The whole point is ... that I do dream. I used to be so afraid to look ahead for fear of my future -- I now look forward to every new day with an appreciation for life, warm hands, and kind faces. I do dream once again. I look forward to my upcoming wedding when I will marry my best friend -- who has been there every step of the way and I think is proud in rebuilding my life since my diagnosis. I hope to have a family, live to an old age and someday meet my children's children.

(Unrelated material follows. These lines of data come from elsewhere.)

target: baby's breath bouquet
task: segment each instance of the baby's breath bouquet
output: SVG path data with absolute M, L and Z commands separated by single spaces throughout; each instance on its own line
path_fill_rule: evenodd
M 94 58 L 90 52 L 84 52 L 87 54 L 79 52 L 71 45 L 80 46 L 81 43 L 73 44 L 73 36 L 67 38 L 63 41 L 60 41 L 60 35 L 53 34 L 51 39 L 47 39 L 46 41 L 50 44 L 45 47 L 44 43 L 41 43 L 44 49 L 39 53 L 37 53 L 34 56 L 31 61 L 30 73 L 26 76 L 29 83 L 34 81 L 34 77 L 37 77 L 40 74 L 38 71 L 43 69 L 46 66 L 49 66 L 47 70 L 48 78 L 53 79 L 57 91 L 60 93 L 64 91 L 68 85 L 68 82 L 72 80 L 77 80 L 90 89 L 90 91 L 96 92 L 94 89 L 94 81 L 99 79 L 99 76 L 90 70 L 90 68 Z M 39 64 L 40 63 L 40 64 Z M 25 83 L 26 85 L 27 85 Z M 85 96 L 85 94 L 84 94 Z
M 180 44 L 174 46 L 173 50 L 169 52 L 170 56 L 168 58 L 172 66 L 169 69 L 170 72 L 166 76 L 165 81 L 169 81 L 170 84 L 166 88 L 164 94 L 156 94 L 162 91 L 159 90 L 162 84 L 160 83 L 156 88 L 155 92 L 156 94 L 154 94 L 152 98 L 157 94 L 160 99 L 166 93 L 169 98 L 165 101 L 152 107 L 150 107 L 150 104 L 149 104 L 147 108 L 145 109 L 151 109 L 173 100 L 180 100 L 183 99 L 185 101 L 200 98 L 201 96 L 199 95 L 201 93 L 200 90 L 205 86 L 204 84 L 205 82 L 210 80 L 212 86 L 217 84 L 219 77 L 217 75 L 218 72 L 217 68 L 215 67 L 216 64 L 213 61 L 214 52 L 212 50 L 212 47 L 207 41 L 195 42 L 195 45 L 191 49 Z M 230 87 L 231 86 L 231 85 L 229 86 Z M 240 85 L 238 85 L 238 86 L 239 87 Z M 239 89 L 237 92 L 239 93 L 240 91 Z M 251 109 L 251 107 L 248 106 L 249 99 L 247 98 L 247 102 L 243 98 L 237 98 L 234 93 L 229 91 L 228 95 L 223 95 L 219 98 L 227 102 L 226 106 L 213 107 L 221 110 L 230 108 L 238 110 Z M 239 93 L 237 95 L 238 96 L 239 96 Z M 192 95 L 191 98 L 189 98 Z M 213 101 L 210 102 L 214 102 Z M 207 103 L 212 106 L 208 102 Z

Every day is a challenge - some days that is putting it kindly. Never knowing how I will feel when I wake up -- will I get sick -- the unpredictability. I have slowly built up some trust in myself and in my body and just do the best I can. Some days I feel nothing and I hang on tight to those days ... other days I feel so much ... too much to the point where I don't know if I can make it. But I always do -- and at the end of that day I look back and feel proud to have made it through, because with every day I get a little stronger. And tomorrow might just be a little easier because of today.